Confronting denial in Hepatitis C is an installation that explores one of the most emotionally complex stages of living with Hepatitis C: the moment when a person turns away from diagnosis and avoids treatment out of fear, stigma, or exhaustion.

During the development of the project, Mónica, the person whose experience inspired this piece, moved from years of denial toward finally confronting the illness. Although she still feared the side effects of treatment, she chose to begin the healing process and face her condition directly.

Concept: Light, Reflection, and the Refusal to See Oneself

The installation uses two key elements:

  • a yellow–light lamp, symbolizing healing, medical intervention, and the fear of side effects

  • a mirror turned toward the corner, refusing to reflect the viewer
     

Together, they describe the psychological space of denial.
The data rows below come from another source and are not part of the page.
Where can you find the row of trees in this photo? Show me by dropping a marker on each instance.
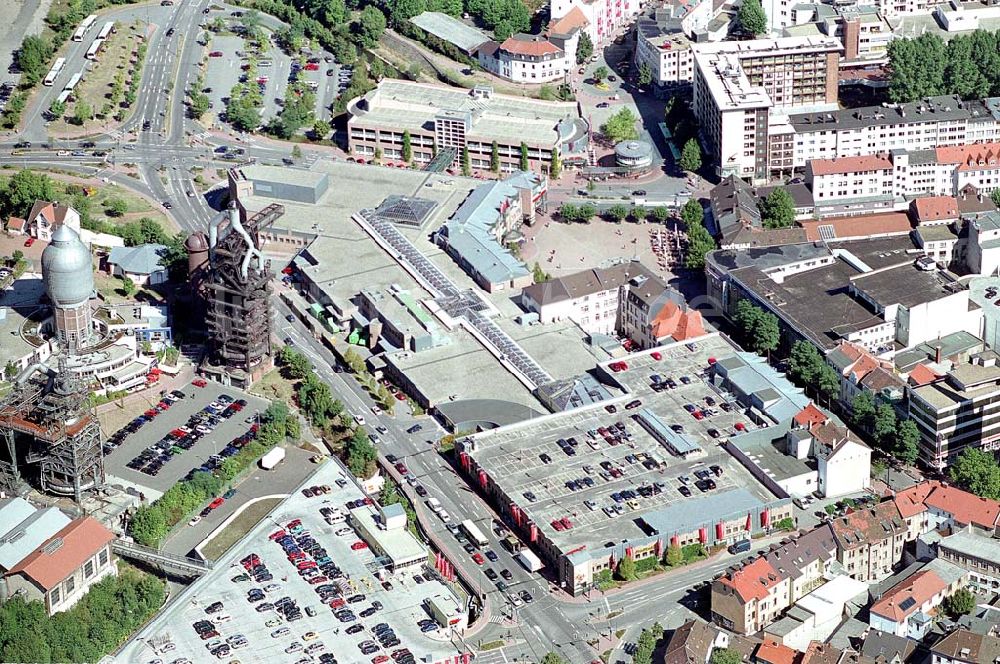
(153, 522)
(967, 66)
(700, 241)
(111, 610)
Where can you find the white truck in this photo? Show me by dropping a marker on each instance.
(272, 458)
(529, 560)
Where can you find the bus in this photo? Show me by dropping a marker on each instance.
(95, 49)
(86, 25)
(50, 78)
(106, 30)
(474, 534)
(74, 79)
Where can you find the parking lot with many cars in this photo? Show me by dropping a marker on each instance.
(301, 587)
(191, 428)
(227, 62)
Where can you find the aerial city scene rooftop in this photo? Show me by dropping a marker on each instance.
(500, 332)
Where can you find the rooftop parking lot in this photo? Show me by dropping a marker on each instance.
(380, 614)
(584, 477)
(175, 456)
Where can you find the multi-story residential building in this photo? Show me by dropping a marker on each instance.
(604, 17)
(443, 121)
(748, 599)
(959, 411)
(627, 299)
(64, 567)
(907, 609)
(870, 541)
(978, 554)
(738, 85)
(925, 124)
(527, 59)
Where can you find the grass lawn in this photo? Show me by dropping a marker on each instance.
(95, 88)
(239, 527)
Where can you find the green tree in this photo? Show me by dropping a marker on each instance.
(978, 472)
(23, 189)
(777, 210)
(726, 656)
(621, 126)
(116, 207)
(692, 213)
(690, 156)
(408, 147)
(371, 25)
(884, 425)
(960, 604)
(466, 167)
(617, 213)
(863, 410)
(700, 242)
(33, 58)
(626, 569)
(82, 112)
(645, 74)
(907, 442)
(584, 48)
(751, 18)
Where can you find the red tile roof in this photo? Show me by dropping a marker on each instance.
(920, 587)
(964, 507)
(850, 164)
(573, 20)
(910, 501)
(529, 45)
(753, 581)
(772, 652)
(935, 208)
(868, 225)
(976, 156)
(922, 375)
(809, 416)
(49, 565)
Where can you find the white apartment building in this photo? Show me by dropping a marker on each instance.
(604, 17)
(738, 85)
(922, 125)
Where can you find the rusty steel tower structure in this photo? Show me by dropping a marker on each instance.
(46, 421)
(237, 292)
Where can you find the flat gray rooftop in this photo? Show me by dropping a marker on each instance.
(512, 456)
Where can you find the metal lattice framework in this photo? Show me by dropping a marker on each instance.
(46, 421)
(238, 307)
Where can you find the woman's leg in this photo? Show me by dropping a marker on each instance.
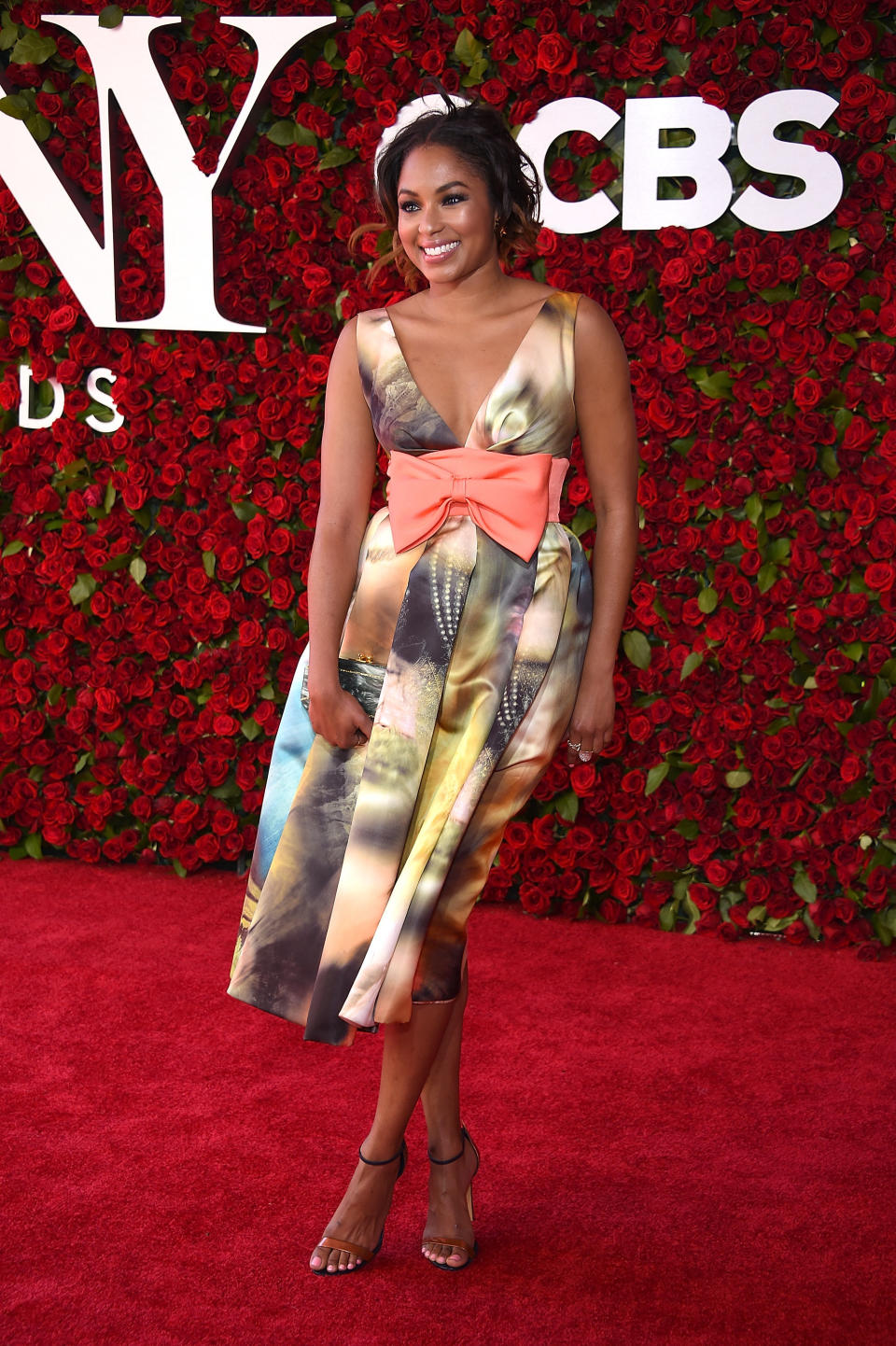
(408, 1054)
(448, 1215)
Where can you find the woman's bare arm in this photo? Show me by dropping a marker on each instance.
(347, 466)
(609, 448)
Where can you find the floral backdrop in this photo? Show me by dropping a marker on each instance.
(152, 581)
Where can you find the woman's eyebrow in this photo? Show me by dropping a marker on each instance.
(408, 191)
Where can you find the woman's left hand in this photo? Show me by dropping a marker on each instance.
(591, 725)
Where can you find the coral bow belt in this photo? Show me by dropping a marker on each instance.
(509, 496)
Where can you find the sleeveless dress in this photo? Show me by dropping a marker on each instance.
(371, 859)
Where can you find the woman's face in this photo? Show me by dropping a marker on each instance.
(445, 217)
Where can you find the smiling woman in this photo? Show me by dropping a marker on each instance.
(474, 610)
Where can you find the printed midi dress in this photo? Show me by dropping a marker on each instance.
(369, 859)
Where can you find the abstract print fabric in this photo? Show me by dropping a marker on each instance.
(369, 859)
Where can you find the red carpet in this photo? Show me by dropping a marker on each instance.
(683, 1141)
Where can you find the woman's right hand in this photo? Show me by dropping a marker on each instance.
(338, 718)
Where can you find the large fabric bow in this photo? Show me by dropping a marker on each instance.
(505, 494)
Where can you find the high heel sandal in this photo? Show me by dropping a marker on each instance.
(363, 1255)
(455, 1242)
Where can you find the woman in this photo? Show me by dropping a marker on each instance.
(478, 605)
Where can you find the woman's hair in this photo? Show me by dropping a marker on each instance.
(478, 134)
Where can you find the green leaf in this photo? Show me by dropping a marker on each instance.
(82, 588)
(716, 386)
(753, 508)
(828, 459)
(337, 156)
(250, 728)
(637, 648)
(466, 48)
(765, 578)
(667, 916)
(17, 106)
(804, 886)
(39, 127)
(567, 806)
(33, 49)
(283, 133)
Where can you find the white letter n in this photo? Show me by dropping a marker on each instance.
(124, 66)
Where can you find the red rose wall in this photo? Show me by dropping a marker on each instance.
(152, 581)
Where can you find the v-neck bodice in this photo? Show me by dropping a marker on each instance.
(371, 859)
(529, 410)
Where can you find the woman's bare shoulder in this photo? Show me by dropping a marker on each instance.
(595, 328)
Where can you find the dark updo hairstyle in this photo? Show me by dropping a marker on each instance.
(481, 137)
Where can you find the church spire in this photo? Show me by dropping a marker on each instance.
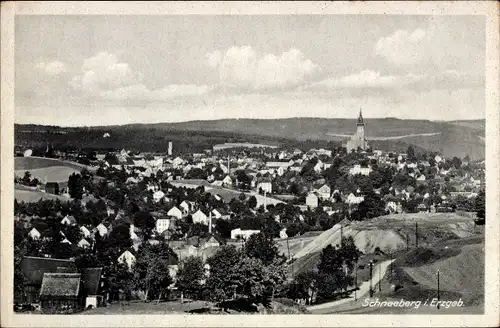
(360, 117)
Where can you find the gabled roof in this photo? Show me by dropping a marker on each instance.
(35, 267)
(60, 284)
(90, 280)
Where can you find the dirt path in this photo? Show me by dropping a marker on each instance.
(364, 288)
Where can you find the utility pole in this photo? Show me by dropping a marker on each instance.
(371, 282)
(288, 246)
(416, 234)
(438, 290)
(356, 283)
(379, 279)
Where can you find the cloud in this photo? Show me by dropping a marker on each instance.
(243, 68)
(104, 72)
(363, 79)
(51, 68)
(368, 80)
(402, 47)
(140, 92)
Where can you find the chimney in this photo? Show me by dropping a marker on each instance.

The yellow light becomes a metaphor: illumination as treatment, illumination as exposure, and illumination as stigma. Light both reveals and “marks” the body, much like illness does.
 

The mirror, facing the wall, refuses identity. It denies the viewer, just as a patient in denial avoids their own reflection, diagnosis, or vulnerability.

The piece reflects on how society often stigmatizes illness and those who suffer from it. To point at the disease is, too often, to point at the person. This installation argues against that stigma and invites the audience to reconsider their own assumptions.
 

The Viewer’s Role: Becoming the Patient

As you walk into the installation, you inevitably step into the role of the patient. The yellow light touches your body, “marking” you. When you search for your reflection, the mirror denies you. In that moment, the work reminds us that anyone can be affected by Hepatitis C.
 

Faced with the installation, you stand before a symbolic choice:

  • Turn on the lamp, accepting the treatment even if the light exposes you.

  • Rotate the mirror, turning it away from the wall to finally face your own reflection.
     

Both actions represent the psychological journey from denial toward acknowledgement, healing, and destigmatization.
 

The Conversations Behind the Work

The most meaningful part of the entire process came through long conversations with Mónica, where she revealed how her perception of the disease had shifted over time.
 

When we first met, she described Hepatitis C only as a side effect of another illness: addiction. But as we continued talking, I began to notice how consistently she avoided naming the disease directly. There was fear, vulnerability, and a deep sense of stigma. To her, acknowledging the illness meant accepting a label: “I am sick.”
 

She preferred to look away, suppressing the anxiety about what she called “a horrible treatment”. But somewhere along the process, something changed. She decided to stop turning her back on the illness and, in her own words, to “look at it head-on.” This installation is a reflection of that moment.

Artwork by Juan Carlos Rosa Casasola on the stigma of Hepatitis C disease

Negación ante la Hepatitis C, Juan Carlos Rosa Casasola, 2014. Imagen cedida por la Cátedra Arte y Enfermedades.